La podredumbre se desliza calle abajo, entre restos de mercado y centenarias capas de desechos; Madrid es una cloaca. En 1859 la ciudad está rodeada todavía por una tapia que le impide crecer y atrae más desgraciados de los que puede albergar: emigrantes del rural, buscavidas, prostitutas desdentadas, ladrones y veteranos de guerra, advenedizos que matarían por entrar en la corte. La mitad de la población puede considerarse pobre de solemnidad, son muchos los que deambulan por las calles buscando donde caerse muertos. Casi todas las casas son bajas —Madrid no es Londres ni París—, y alternan con descampados y huertas; solo la silueta del Palacio Real, al fondo, diferencia la capital del reino de un pueblo grande. La zona de nadie empieza tras el palacio, donde los sembrados y la ropa tendida. Allá se está construyendo un puente que llamarán de los Franceses.

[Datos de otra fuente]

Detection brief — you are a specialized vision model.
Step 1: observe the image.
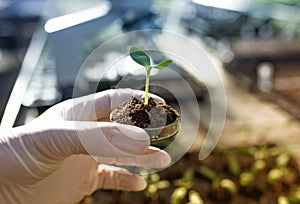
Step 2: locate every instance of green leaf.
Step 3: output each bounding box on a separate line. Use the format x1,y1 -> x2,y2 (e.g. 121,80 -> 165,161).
154,59 -> 172,69
130,46 -> 150,68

Suena un zumbido lejano, grave, y la carreta de un trapero apura el paso; los críos dejan de enredar en el barro, atónitos cuando miran al cielo. A lo largo del mundo, hace ya dos días que ciertos capitanes de barco han anotado en su bitácora luces cobrizas sobre el mar encrespado, fenómenos extraños en el cielo. Algo se está preparando en las estrellas; algo que acaba de estallar esta noche de septiembre. En Madrid, el Real Observatorio pone en marcha el lentísimo engranaje Repsold para estudiar el fenómeno. En otro observatorio, a las afueras de Londres, el astrónomo Richard Carrington examina asombrado el violento comportamiento del sol. Una descomunal llamarada solar ha producido una aurora boreal como la humanidad no ha conocido antes, el fenómeno cubre la bóveda celeste: sobre el telón nocturno se suceden oleadas de luz, se agita bajo el universo una cortina de color sangre. La cruz del chapitel de San Ginés, los pararrayos del Palacio Real, los del Prado reciben estremecedoras descargas, las líneas de telégrafo se cortocircuitan una tras otra por todo el planeta. Sobresaltada por una de esas descargas, se asoma a la ventana una mujer solitaria y contempla la tormenta callada —lo peor es el silencio, como si la tierra entera esperase encogida. ¿Dónde está la lluvia?, ¿dónde los truenos? Apenas silba una brisa grave, un eco siniestro recorre las calles desiertas a lo largo y ancho del mundo—. La mujer estruja la cortina como sujetándose a la nada y se sienta a escribir un poema que le ayude a conjurar el miedo.

Allá donde es de noche, la gente se ha refugiado en sus casas para no enfrentarse al latido de un cielo rojo que ha ocultado la luna. Creyentes de todo el orbe acuden inquietos a las iglesias, sinagogas y mezquitas, convencidos de que aquello es una terrible señal. Rezan porque las estrellas parecen estar descolgándose en el cielo y cayendo a plomo.

Y en sus camastros de la cárcel del Saladero se remueven los presos, inquietos por la insólita tormenta. A través del ventanuco inunda la celda una ola de luz que recorta en la pared las enormes sombras de los reclusos. El estallido les ciega las pupilas, con él viene un estruendo eléctrico que a algunos les parece acompañado de un chillido agudo. Ha caído un rayo allí mismo, claman airados asomándose a las rejas, y alguien ha gritado; parecía una mujer. Los reos se apiñan en los barrotes de las ventanas y miran hacia abajo. Todavía humea el suelo del patio de la cárcel, allí donde acaba de caer el rayo. Entre la humareda aciertan a ver algo. Es un cuerpo desvanecido.

Suenan golpes en la puerta, parece urgente. El regidor comisario, director de la cárcel, rezonga levantándose de la cama y enciende la luz tenue de la palmatoria.

—Por Dios, ¿es un motín, Casio? —pregunta Merceditas mientras lo retiene por el brazo.

—Quédate en la cama, mujer, que no será nada.

Insisten los golpes. Casio Carballeira apenas lleva unos meses en el cargo; a instancias de su mujer, él mismo solicitó el traslado a Madrid desde Galicia. Abre la puerta de sus dependencias contrariado, viste una bata a medio cerrar. Encuentra al otro lado de la puerta al sargento de la guardia de la prisión, a punto de llamar de nuevo.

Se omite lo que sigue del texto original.